Kris::I am pretty good about keeping things lean and de-cluttered. I use materials until they are gone or until there is very little left. Paper can be cut and cut and cut and used for smaller books, collage, or other projects. I intend to pulp small pieces and add to vats when I have the papermaking space open, which will keep things clean. Although, when I move I am always astounded at how much stuff I have been able to keep in a small space! Packing the studio always takes so many more boxes than anticipated! It is then that I really de-clutter and give things to other artists or donate to nonprofits.

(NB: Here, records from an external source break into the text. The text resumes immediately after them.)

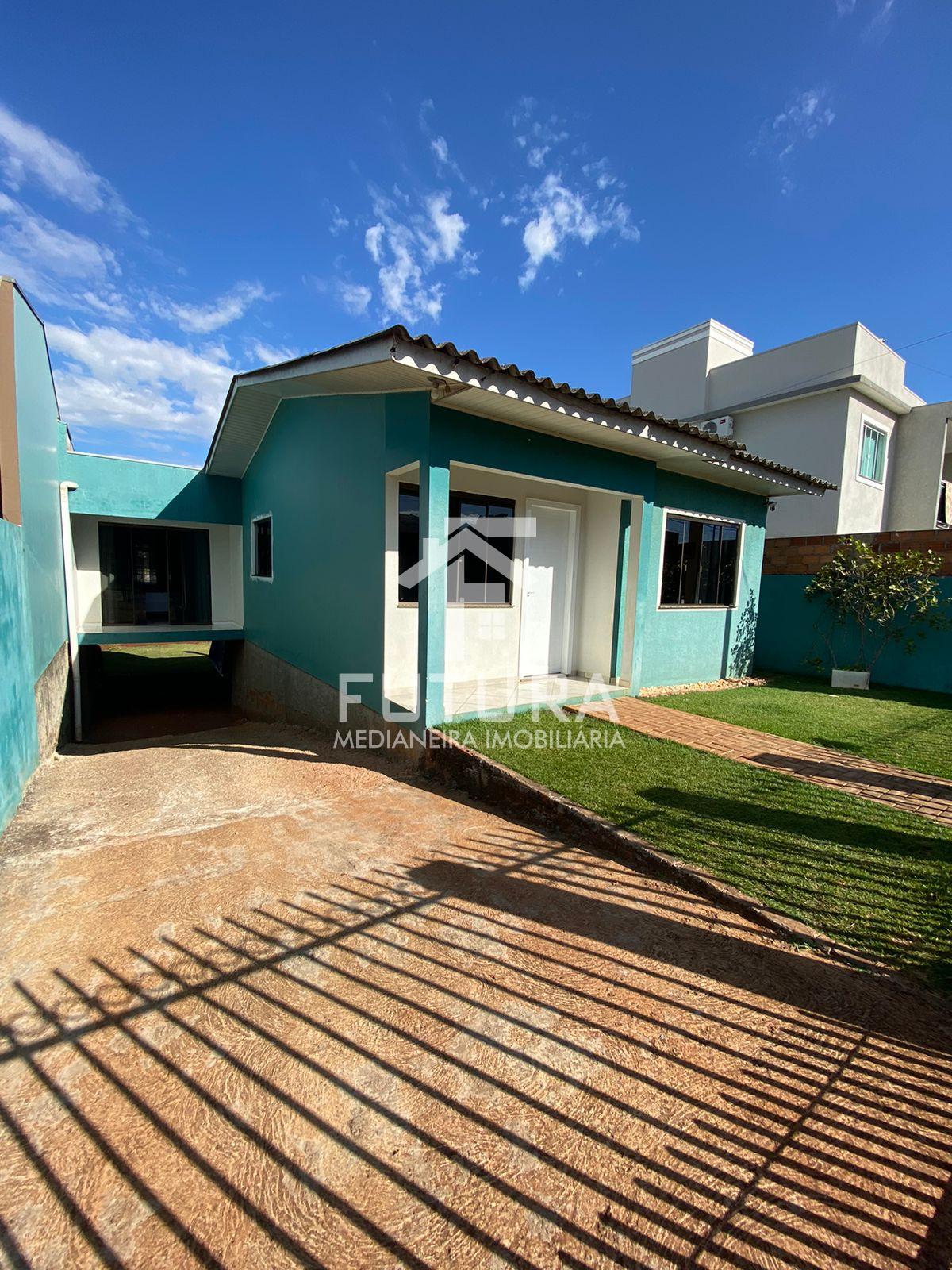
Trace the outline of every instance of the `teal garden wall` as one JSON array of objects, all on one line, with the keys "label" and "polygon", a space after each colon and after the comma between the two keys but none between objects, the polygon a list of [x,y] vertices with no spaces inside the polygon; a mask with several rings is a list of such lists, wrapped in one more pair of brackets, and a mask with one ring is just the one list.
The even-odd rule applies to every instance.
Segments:
[{"label": "teal garden wall", "polygon": [[[952,578],[939,578],[946,610],[952,613]],[[806,574],[769,574],[760,583],[760,620],[757,629],[755,660],[759,669],[787,674],[816,674],[807,659],[829,662],[826,648],[816,630],[823,606],[803,594],[810,583]],[[857,657],[856,631],[838,635],[836,657],[849,665]],[[915,652],[902,653],[899,644],[886,648],[872,673],[872,682],[887,687],[927,688],[952,692],[952,631],[927,631],[916,640]]]},{"label": "teal garden wall", "polygon": [[[0,521],[0,828],[58,735],[66,692],[58,413],[43,324],[0,282],[20,523]],[[9,460],[8,460],[9,461]]]},{"label": "teal garden wall", "polygon": [[33,682],[23,532],[0,521],[0,829],[39,762]]}]

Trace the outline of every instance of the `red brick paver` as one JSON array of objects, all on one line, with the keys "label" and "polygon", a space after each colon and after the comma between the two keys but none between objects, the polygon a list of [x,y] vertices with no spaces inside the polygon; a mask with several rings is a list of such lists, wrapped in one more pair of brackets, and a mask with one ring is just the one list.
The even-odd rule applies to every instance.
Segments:
[{"label": "red brick paver", "polygon": [[739,763],[767,767],[814,785],[826,785],[843,794],[886,803],[899,812],[914,812],[941,824],[952,824],[952,784],[935,776],[923,776],[922,772],[877,763],[839,749],[787,740],[768,732],[739,728],[732,723],[721,723],[720,719],[704,719],[635,697],[594,701],[566,709],[595,719],[614,718],[626,728],[646,737],[677,740],[682,745],[706,749]]}]

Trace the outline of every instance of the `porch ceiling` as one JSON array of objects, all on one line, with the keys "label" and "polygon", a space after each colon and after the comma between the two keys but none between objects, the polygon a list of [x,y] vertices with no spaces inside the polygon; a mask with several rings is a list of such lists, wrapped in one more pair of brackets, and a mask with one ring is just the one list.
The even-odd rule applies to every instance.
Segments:
[{"label": "porch ceiling", "polygon": [[451,410],[637,455],[659,467],[767,494],[820,494],[833,488],[805,472],[748,455],[688,424],[539,380],[531,371],[415,339],[396,326],[325,353],[236,376],[207,470],[242,476],[278,404],[289,398],[429,390]]}]

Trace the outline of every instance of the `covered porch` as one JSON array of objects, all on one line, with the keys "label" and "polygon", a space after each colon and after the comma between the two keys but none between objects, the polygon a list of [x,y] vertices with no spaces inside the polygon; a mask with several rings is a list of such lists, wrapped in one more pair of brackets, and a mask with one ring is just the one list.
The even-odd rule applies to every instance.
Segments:
[{"label": "covered porch", "polygon": [[625,695],[644,500],[465,462],[443,472],[446,516],[425,531],[420,465],[386,476],[388,712],[432,726]]}]

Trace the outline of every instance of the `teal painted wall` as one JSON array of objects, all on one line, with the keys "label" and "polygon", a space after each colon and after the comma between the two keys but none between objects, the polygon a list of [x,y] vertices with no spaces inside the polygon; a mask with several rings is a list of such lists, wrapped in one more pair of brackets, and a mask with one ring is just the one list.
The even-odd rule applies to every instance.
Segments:
[{"label": "teal painted wall", "polygon": [[[736,608],[658,607],[664,509],[730,516],[744,522]],[[637,686],[704,683],[745,674],[754,659],[757,598],[764,550],[767,499],[758,494],[711,485],[707,481],[659,471],[655,505],[646,509],[650,523],[647,561],[638,587],[642,646]],[[645,546],[642,527],[642,547]],[[642,558],[644,561],[644,558]],[[646,566],[645,566],[646,565]]]},{"label": "teal painted wall", "polygon": [[[636,594],[632,688],[692,683],[746,673],[754,657],[757,597],[767,498],[661,471],[632,455],[513,428],[434,406],[432,451],[440,460],[570,481],[644,498]],[[735,610],[659,610],[664,509],[730,516],[744,522]]]},{"label": "teal painted wall", "polygon": [[[760,620],[757,627],[757,665],[788,674],[815,674],[805,665],[811,657],[828,653],[815,626],[823,607],[811,603],[803,591],[810,577],[770,575],[760,583]],[[947,611],[952,612],[952,578],[939,578]],[[842,664],[857,655],[856,634],[838,638],[836,654]],[[927,688],[952,692],[952,631],[928,631],[916,640],[915,652],[906,657],[899,645],[890,645],[873,668],[873,683],[901,688]]]},{"label": "teal painted wall", "polygon": [[0,521],[0,829],[39,761],[23,531]]},{"label": "teal painted wall", "polygon": [[[245,638],[382,709],[385,474],[426,461],[428,394],[284,401],[242,481]],[[253,517],[273,516],[272,582],[250,577]]]},{"label": "teal painted wall", "polygon": [[43,326],[18,291],[13,300],[23,573],[36,681],[66,639],[57,453],[60,422]]},{"label": "teal painted wall", "polygon": [[169,464],[80,455],[63,444],[60,479],[79,486],[70,494],[70,512],[74,513],[202,525],[241,523],[241,481],[231,476],[208,476],[194,467]]}]

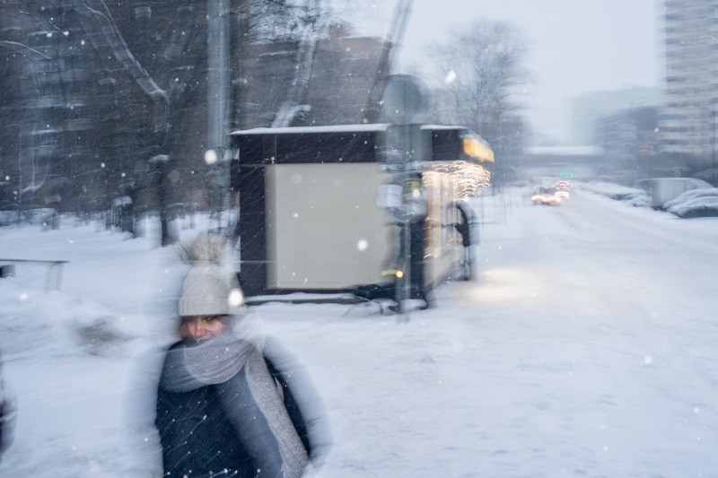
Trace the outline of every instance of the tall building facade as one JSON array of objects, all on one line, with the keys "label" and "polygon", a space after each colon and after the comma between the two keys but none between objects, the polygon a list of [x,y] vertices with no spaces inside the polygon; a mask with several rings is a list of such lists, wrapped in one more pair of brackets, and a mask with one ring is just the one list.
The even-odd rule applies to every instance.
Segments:
[{"label": "tall building facade", "polygon": [[665,99],[661,152],[693,169],[715,167],[718,1],[665,0]]}]

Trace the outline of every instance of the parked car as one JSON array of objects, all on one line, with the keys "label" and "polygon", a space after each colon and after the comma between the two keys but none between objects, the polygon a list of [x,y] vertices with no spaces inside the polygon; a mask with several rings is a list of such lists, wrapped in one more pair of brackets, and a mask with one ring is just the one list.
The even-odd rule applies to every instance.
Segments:
[{"label": "parked car", "polygon": [[670,205],[666,211],[682,218],[718,216],[718,194],[688,198]]},{"label": "parked car", "polygon": [[689,199],[695,199],[696,197],[711,197],[711,196],[718,196],[718,187],[704,187],[700,189],[690,189],[688,191],[680,193],[673,199],[663,203],[661,209],[667,211],[669,208],[679,204],[681,203],[685,203]]}]

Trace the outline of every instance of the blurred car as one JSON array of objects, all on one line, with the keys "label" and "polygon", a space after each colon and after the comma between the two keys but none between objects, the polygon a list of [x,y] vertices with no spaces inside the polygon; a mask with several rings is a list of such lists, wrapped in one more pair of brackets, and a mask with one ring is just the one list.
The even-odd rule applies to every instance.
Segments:
[{"label": "blurred car", "polygon": [[688,198],[670,205],[666,211],[681,218],[715,217],[718,216],[718,194]]},{"label": "blurred car", "polygon": [[537,186],[531,195],[531,202],[534,205],[559,205],[563,199],[556,196],[557,192],[554,187]]}]

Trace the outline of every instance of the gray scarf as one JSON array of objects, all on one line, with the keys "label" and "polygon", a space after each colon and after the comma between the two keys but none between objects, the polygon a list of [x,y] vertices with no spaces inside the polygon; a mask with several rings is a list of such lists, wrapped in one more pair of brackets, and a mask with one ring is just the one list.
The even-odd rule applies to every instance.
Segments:
[{"label": "gray scarf", "polygon": [[162,385],[170,392],[188,392],[226,382],[247,363],[255,345],[228,330],[210,340],[187,343],[167,352]]}]

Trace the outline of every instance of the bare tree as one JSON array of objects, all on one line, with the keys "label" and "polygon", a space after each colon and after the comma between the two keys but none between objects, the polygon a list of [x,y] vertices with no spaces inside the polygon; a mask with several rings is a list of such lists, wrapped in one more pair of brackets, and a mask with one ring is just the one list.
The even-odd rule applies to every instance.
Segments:
[{"label": "bare tree", "polygon": [[302,102],[307,94],[314,51],[324,26],[321,0],[305,0],[302,11],[300,43],[297,49],[294,78],[287,91],[286,99],[282,102],[276,117],[272,122],[273,127],[292,126],[296,117],[307,115],[311,108]]},{"label": "bare tree", "polygon": [[479,21],[457,30],[431,51],[443,83],[436,114],[488,141],[504,135],[502,122],[522,108],[521,87],[530,81],[527,54],[527,40],[511,23]]}]

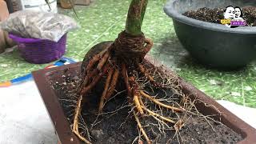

HKPS::Please describe how creative cycles of organization or dis-organization affect your creative process? Are there certain phases of projects that are more or less organized?
Things get really messy when I work and then I clean up at the end of the project. Cleaning up at the end is the final step that completes the project. I really love the process – idea, sketch, make mock up/experiment, resolve, adjust, complete, clean up, document. I approach life this way, whether in cleaning, cooking, or moving. Idea, mess, order from chaos, clean, document/celebrate the completion. Begin again!
HKPS::How much thought do you give to your artistic body of work in terms of historic value and the overall legacy you will leave behind? How do you store/archive your work or records?
Kris::None. I just hope someone will relate to what I do now.
I photograph everything I make, not because of historic record, but so I will remember! If someone wants to reorder, I have a copy of what they purchased and can refer to it – although it hasn’t happened yet! Every once in a while I peruse iPhoto and enjoy seeing the pieces I have created over the past years. It debunks my negative self-talk of being lazy and validates I know what I am doing! It also pushes my creative inquiry, especially experimentation with color and pattern.
As the “Pocket Protector Queen” I use the same pockets to store patterns, images, sketches from each project in a three-ring binder. Sometimes I reuse them or they are a starting point for something else.
I keep photographs on iPhoto by type of work and also have a catalog number on each piece I create based on type, date, price, how many made in that month. For example the first Coptic stitch book I made in Dec 2013 for $50 would have this number: 1213.A.CS.50. It is written in the back of the book on an area of the stamp I make and also recorded in an inventory book I keep. In the inventory book I also include the materials I used to make the piece. My goal for 2014 is to take this process to the digital and include a hyper link of the image in an excel spreadsheet inventory form.
My greatest wish is that through seeing how other artist work we can learn from one another. There is no ONE correct system or way of organizing. There are as many creative systems as their creative makers! My aim is to highlight these unique makers in each interview. A HUGE thank you to Kris for inviting us into her studio and sharing her personalized systems and how organizing affects her creative process. Please check out her work over at her website and if you live in the Charleston area be sure to check her schedule of upcoming classes on bookmaking and handmade paper techniques! She’s a very talented lady and I’m so glad to have her in our local community!
* Inside the Studio was my brainchild in 2011. There are a lot of popular studio features on the web and in magazines but I’m specifically interested in showing how organizational process influences the artists studio work. These photo’s are not styled and are typical of how the artists working studio looks. I request that each artist leave their space as it would be on a daily basis (just like I ask my clients). This series is meant to highlight how artist REALLY work rather than showing STYLED shots (popular in home and organizing magazines and blogs). I’m sure just like me, you are fascinated by the “behind the scenes” sneak peek into these artists working lives!